# Belfast, NI..good place to touch up paint...



## Strutter (Jan 17, 2011)

Getting out of the car today and walk round to the passenger side I have noticed a small dent and scratching (possibly from a back door being opened from a car parked beside it, how its looks anyways).

Was wondering if its possible to get small dent like this smoothed out again, and if anyone knows a decent touchup garage for the paintwork in Belfast or about NI...thanks!

Its slighly sickening as its a pure white car, and has been cleaned and polish since day one...not a swirl on it now I get this!


----------



## KWBarbs (Apr 27, 2009)

Strutter said:


> Getting out of the car today and walk round to the passenger side I have noticed a small dent and scratching (possibly from a back door being opened from a car parked beside it, how its looks anyways).
> 
> Was wondering if its possible to get small dent like this smoothed out again, and if anyone knows a decent touchup garage for the paintwork in Belfast or about NI...thanks!
> 
> Its slighly sickening as its a pure white car, and has been cleaned and polish since day one...not a swirl on it now I get this!


I had a few small dents (car door getting banged in the carpark type of thing) and left it into BK Detaling located just outside Carryduff.

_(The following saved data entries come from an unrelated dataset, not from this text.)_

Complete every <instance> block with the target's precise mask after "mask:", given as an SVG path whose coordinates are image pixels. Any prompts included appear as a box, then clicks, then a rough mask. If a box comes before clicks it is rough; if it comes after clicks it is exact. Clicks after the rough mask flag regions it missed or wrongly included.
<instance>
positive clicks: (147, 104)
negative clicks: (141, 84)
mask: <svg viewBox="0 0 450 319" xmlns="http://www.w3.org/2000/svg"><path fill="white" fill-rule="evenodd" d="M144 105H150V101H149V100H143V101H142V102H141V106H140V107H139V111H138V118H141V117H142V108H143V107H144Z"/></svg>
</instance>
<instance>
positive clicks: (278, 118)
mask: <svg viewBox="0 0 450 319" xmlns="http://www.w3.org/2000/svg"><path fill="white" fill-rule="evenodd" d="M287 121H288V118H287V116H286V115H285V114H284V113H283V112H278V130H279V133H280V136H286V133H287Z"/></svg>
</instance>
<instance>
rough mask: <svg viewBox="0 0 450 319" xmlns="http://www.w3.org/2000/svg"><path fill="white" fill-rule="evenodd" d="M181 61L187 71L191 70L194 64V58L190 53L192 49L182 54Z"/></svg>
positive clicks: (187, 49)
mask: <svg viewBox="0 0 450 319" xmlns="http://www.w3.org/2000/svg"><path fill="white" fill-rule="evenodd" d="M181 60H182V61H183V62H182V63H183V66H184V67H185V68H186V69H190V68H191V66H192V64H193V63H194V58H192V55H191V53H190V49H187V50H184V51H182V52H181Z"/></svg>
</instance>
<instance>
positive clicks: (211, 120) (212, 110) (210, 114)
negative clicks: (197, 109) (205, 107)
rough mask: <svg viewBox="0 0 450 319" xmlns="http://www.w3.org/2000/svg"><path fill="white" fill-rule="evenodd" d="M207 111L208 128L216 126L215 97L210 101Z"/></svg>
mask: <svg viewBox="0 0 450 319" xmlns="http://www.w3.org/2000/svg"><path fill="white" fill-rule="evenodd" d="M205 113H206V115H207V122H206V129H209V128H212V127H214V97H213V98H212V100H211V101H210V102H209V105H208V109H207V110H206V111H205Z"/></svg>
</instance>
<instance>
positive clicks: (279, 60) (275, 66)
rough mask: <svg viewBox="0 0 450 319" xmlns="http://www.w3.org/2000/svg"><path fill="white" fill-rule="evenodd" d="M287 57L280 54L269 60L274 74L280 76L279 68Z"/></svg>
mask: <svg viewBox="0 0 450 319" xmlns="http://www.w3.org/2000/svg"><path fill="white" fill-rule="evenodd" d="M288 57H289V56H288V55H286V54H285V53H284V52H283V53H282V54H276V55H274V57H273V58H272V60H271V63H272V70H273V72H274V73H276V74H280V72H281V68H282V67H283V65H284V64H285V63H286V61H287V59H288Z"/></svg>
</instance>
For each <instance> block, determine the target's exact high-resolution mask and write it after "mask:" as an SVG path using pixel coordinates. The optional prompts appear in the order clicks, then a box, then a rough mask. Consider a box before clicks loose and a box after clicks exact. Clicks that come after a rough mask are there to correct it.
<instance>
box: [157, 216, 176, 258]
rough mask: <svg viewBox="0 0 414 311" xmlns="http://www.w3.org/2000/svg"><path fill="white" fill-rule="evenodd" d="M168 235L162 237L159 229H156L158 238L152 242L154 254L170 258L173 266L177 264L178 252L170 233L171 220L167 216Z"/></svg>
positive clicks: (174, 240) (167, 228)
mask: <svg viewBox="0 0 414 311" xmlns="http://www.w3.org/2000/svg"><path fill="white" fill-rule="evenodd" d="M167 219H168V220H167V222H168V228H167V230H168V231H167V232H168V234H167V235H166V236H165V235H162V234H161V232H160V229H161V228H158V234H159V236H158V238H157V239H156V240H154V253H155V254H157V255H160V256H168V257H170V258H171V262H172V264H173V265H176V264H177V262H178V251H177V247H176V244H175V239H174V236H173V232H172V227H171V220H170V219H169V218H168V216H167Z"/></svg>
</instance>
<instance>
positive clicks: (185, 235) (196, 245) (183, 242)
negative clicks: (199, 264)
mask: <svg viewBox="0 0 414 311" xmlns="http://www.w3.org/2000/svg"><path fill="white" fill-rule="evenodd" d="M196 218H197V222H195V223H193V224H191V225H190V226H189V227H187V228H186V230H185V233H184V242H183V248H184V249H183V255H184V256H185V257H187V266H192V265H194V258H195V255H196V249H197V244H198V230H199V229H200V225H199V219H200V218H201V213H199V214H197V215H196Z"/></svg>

Ben did a great job on the car and got a dent guy in to deal with the two knocks - brilliant job for about £40 a dent.


----------



## Ronnie (Nov 15, 2006)

B&B as well are belfast based Ben is a good lad as well..


----------



## Strutter (Jan 17, 2011)

Seems to be the place to go then, good stuff, its really small looking at it again but im going to see it everytime im cleaning the car. Looked on the site quickly ( in work here), I assume they go do a touchup on the paint as well?..I actually think its more of the other persons paint had rubbed off on mine.


----------